Anybody know how can we get per-container performance metrics? I have a large number of containers and need to get metrics like:

  • Top container users (CPU, RAM, memory)
  • Sorted list of all containers based on the criteria above
  • Container usage as a relative percentage of overall activity
  • etc

This is on LXD 2.12 (U16.04 and U17.04)

Our API exposes a number of performance metrics, specifically:

  • Total used CPU time
  • Disk usage (for root device)
  • Memory usage (current and peak)
  • Swap usage (current and peak)
  • Network usage (bytes/packets sent/received)

That’s at the /1.0/containers/NAME/state endpoint and exposed in CLI by “lxc info NAME”.

We can add more stuff to this API as needed, so long as it’s something we can reasonably extract from CGroups or similar. Note that fetching this stuff is unfortunately very expensive, so fetching the information every 5 minutes or so is fine, but fetching it every second or so (like top would do) would cause so much load on your system that your results would be seriously affected.

Thanks Stephane,

I understand the issue about getting data every second. However, is it possible to create a mechanism (like RRD tool) to collect container stats (ie: every 3 or 5mins) that can be viewed offline?

Sure, you can use the “lxc info” output or the raw data from our API, poll that every x minutes and feed that to munin/prometheus/whatever other system you may want to use for graphing.

I’m interested in this as well. Unfortunately I’m not getting everything from the API call to /containers/NAME/state that I’m hoping for:

"disk": {},
"memory": {
		"usage": 512438272,
		"usage_peak": 671420416,
		"swap_usage": 0,
		"swap_usage_peak": 0
"cpu": {
		"usage": 229143956967

My containers are using a non-default storage pool in ZFS; is that why this is blank? Also, what does CPU usage represent: total processing time in seconds? Is there a way to get load, such as what top might show?

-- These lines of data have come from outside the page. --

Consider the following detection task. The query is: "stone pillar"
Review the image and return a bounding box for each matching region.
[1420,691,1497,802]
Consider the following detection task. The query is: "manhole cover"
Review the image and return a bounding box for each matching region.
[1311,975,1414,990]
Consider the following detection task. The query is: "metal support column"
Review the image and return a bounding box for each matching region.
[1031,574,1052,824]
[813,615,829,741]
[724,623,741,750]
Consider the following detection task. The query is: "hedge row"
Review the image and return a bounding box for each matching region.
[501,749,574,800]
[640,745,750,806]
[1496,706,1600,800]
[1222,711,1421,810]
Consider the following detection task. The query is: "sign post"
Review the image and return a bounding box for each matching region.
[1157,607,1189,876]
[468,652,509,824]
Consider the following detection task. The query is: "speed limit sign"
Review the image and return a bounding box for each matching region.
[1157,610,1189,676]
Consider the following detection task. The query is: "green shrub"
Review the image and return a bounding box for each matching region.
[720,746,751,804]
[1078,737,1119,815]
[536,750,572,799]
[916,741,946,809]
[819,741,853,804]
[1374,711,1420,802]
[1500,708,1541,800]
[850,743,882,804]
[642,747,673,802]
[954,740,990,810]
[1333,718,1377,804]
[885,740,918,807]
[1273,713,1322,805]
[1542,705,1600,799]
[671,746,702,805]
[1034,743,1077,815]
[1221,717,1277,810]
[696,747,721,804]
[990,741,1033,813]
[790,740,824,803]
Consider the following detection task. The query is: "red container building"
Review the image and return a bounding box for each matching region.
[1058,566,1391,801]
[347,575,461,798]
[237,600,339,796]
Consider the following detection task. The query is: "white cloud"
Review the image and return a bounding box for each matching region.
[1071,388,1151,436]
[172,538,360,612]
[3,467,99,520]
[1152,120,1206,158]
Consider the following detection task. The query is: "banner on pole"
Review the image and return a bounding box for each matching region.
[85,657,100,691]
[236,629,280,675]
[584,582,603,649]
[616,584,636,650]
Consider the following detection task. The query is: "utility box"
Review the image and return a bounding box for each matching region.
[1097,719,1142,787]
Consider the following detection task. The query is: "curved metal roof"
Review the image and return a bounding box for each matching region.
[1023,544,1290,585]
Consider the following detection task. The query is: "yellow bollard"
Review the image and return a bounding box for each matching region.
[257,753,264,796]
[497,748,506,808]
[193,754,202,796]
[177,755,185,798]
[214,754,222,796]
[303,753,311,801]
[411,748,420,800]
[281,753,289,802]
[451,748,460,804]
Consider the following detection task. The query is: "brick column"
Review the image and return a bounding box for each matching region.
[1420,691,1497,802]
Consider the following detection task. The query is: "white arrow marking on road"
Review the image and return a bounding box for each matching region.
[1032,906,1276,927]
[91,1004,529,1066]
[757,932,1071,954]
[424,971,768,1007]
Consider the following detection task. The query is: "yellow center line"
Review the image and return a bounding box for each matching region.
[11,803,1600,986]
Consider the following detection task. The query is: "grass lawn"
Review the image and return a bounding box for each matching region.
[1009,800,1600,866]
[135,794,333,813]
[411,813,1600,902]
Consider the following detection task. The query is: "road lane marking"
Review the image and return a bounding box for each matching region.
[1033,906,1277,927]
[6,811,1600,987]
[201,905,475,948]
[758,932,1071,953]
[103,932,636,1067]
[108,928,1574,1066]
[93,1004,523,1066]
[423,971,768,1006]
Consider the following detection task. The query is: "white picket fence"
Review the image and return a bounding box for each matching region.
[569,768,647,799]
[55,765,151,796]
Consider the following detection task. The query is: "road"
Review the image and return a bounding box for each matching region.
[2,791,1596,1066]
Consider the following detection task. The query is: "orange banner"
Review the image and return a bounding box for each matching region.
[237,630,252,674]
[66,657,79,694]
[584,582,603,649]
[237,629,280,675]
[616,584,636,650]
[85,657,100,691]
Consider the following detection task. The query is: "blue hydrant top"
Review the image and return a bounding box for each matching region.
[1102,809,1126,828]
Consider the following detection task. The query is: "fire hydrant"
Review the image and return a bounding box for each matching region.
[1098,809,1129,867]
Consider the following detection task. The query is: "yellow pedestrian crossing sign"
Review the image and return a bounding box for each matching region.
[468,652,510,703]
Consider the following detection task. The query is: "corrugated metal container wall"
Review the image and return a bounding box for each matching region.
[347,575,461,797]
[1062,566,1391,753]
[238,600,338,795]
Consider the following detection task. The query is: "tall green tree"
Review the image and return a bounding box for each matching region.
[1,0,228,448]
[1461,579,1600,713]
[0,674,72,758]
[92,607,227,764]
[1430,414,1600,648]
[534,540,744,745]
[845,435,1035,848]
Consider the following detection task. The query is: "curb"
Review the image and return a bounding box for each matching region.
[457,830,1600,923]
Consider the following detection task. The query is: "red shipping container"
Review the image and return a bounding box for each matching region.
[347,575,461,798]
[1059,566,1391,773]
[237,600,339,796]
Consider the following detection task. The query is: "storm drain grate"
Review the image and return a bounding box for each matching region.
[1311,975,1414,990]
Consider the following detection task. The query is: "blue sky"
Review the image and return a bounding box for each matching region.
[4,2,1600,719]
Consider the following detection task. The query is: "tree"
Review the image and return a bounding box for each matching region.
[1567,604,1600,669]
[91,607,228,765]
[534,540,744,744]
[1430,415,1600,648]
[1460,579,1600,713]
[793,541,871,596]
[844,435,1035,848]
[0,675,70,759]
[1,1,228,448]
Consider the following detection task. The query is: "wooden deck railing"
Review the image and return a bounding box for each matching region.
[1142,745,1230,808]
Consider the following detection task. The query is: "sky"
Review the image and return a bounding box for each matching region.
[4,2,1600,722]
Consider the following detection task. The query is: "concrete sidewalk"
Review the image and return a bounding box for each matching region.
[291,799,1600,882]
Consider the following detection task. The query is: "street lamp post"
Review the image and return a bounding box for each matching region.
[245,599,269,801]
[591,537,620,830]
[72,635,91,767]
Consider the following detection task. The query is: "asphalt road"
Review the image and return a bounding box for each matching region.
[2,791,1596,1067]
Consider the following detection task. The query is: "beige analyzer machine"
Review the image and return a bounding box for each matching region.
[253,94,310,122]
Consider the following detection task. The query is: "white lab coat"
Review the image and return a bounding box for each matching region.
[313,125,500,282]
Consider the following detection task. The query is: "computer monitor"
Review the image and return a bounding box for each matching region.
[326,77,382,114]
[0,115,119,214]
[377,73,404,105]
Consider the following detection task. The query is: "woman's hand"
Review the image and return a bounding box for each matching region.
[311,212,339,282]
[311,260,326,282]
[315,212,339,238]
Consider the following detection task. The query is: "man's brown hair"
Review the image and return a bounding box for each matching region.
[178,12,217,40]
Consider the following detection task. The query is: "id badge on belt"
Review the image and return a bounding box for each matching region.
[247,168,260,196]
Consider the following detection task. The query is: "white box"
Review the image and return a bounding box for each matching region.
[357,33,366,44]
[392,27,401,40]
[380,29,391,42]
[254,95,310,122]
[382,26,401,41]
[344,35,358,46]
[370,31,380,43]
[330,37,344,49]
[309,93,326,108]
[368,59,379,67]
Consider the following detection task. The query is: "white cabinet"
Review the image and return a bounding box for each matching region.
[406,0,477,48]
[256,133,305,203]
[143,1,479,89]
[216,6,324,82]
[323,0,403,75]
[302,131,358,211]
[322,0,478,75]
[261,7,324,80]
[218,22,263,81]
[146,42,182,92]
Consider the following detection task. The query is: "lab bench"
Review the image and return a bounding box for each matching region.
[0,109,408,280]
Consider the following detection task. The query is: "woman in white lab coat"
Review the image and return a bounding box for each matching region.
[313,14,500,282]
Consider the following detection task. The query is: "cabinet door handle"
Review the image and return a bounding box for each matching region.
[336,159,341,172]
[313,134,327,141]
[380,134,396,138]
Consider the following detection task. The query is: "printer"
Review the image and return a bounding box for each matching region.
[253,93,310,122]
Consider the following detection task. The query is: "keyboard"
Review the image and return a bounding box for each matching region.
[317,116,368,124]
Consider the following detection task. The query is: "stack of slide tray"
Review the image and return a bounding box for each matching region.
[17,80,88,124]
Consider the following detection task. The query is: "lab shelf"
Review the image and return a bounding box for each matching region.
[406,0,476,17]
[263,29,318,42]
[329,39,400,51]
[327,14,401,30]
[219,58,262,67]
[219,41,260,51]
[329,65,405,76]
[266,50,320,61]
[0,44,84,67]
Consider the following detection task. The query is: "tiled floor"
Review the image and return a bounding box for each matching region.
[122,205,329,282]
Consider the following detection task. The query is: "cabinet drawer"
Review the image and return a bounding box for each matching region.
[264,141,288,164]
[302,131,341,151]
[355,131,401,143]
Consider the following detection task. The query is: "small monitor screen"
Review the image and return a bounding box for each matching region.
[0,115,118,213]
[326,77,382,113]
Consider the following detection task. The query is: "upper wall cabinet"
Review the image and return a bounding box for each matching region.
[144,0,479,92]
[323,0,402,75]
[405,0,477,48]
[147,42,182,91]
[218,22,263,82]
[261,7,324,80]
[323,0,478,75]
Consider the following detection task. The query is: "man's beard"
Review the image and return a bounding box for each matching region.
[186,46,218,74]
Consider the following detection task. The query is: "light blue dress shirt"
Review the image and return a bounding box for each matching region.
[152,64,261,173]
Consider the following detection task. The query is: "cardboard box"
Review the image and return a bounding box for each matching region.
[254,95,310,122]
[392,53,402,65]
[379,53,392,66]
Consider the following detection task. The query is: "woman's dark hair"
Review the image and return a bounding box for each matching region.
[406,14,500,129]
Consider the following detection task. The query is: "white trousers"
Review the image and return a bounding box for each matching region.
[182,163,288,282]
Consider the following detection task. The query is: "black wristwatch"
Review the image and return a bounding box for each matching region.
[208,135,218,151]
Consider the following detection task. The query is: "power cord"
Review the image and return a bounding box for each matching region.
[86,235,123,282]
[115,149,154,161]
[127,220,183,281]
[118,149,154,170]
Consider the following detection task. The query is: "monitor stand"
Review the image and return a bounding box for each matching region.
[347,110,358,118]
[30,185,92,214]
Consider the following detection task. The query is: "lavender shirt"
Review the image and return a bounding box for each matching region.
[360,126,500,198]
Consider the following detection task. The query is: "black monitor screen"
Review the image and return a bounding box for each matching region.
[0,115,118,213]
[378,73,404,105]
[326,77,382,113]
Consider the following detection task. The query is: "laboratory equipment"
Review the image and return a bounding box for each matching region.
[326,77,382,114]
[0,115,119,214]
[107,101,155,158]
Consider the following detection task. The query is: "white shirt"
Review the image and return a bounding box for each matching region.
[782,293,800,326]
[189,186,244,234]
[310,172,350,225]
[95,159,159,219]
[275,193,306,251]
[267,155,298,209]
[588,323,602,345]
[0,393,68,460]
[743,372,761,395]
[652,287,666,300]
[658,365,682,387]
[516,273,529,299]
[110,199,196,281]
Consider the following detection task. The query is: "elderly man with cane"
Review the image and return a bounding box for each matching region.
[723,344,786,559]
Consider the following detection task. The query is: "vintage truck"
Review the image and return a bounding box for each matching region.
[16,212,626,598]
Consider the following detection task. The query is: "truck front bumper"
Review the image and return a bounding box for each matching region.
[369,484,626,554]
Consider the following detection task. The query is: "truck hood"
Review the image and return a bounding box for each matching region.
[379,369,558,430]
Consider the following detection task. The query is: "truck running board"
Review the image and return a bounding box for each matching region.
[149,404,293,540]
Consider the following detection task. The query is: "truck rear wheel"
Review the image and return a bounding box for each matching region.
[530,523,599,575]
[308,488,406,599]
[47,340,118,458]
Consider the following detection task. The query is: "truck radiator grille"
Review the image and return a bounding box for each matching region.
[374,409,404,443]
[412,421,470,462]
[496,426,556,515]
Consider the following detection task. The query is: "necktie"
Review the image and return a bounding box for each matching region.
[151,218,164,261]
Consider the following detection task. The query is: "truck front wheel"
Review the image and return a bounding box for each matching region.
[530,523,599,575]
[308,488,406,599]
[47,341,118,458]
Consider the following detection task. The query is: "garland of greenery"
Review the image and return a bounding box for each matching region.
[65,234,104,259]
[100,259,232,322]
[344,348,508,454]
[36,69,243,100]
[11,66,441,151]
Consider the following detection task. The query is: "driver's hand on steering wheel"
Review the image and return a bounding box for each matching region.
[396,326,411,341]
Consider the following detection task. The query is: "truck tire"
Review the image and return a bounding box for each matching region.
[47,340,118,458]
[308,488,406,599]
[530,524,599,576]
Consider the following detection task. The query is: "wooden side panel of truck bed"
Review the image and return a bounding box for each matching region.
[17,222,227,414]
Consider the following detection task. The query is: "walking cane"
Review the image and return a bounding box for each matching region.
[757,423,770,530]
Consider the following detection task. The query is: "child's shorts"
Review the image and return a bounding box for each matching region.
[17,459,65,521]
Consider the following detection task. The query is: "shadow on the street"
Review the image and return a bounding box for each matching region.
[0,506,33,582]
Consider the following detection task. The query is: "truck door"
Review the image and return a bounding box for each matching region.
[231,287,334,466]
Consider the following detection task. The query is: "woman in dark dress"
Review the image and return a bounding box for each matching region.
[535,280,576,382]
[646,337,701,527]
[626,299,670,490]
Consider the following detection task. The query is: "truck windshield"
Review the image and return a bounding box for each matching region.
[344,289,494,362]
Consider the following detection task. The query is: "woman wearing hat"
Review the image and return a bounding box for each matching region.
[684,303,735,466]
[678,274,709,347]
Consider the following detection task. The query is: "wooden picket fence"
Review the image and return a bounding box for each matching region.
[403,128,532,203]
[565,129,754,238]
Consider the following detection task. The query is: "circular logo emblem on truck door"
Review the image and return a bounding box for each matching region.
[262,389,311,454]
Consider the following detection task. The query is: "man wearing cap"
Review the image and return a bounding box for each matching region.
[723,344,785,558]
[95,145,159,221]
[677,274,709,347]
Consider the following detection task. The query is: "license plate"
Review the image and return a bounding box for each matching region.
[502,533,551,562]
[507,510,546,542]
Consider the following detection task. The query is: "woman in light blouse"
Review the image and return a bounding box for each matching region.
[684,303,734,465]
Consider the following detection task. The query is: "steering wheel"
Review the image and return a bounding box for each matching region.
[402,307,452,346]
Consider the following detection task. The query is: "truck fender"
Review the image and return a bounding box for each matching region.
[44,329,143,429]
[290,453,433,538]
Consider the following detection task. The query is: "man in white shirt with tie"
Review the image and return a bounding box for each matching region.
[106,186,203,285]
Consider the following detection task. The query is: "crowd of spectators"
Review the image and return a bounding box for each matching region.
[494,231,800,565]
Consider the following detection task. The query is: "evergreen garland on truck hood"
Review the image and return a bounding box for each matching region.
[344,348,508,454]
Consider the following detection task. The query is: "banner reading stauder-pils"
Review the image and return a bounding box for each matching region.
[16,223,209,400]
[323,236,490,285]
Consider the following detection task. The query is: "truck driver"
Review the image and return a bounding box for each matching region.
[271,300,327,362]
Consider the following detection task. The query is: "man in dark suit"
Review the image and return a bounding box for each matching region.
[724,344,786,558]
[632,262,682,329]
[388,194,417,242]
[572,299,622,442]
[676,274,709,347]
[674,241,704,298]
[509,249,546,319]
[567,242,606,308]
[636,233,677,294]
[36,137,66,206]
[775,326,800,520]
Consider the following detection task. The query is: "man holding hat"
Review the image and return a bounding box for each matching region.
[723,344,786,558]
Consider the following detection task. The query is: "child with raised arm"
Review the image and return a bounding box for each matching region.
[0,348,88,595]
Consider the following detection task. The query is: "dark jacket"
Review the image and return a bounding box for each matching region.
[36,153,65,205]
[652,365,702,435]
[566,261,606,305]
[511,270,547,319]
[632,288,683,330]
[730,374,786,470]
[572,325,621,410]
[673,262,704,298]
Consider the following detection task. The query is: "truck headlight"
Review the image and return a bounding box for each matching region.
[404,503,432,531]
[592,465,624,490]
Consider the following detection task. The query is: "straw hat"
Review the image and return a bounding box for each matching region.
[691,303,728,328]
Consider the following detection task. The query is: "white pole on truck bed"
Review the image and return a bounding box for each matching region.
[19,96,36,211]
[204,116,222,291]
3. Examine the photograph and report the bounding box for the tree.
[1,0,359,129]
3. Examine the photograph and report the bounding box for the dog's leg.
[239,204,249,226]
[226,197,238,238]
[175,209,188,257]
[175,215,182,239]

@aaronvegh can you show lxc config show --expanded NAME and lxc storage list?

Sure thing!

$ lxc config show --expanded aaron-project-manager 
architecture: x86_64
  limits.cpu: "2"
  limits.memory: 256MB
  limits.memory.enforce: soft
  user.token: 26547235-6aff-4e06-9f02-fbf7d555f63d
  volatile.base_image: 00fda1c45adafff66d5cdd3e8917b29083e17a18a1d0befb8ae8beb82cd44734
  volatile.eth0.hwaddr: 00:16:3e:bc:2d:7a
  volatile.idmap.base: "0" '[{"Isuid":true,"Isgid":true,"Hostid":1000000,"Nsid":0,"Maprange":1000000000}]'
  volatile.last_state.idmap: '[{"Isuid":true,"Isgid":true,"Hostid":1000000,"Nsid":0,"Maprange":1000000000}]'
  volatile.last_state.power: RUNNING
    name: eth0
    nictype: bridged
    parent: lxdbr0
    type: nic
    path: /
    pool: default
    type: disk
ephemeral: false
- default
stateful: false
description: ""

$ lxc storage list
|  NAME   | DESCRIPTION | DRIVER |                   SOURCE                   | USED BY |
| beta    |             | zfs    | BetaPool                                   | 2       |
| default |             | btrfs  | /var/snap/lxd/common/lxd/disks/default.img | 10      |

Ok, so looking at the code, the way disk usage works on btrfs is that it requires a quota group and as those can be expensive, LXD only sets them up when you set a size on your root device.

So it looks like that if you were to set a size on your root device, then the usage reporting should work.

This is btrfs-specific, zfs doesn’t have that problem and all other backend types just plain lack usage reporting.

Right as usual! I thought I was running my containers on the ZFS storage pool, but it was int the btrfs one. Moving to the ZFS pool shows the disk usage. Thanks again!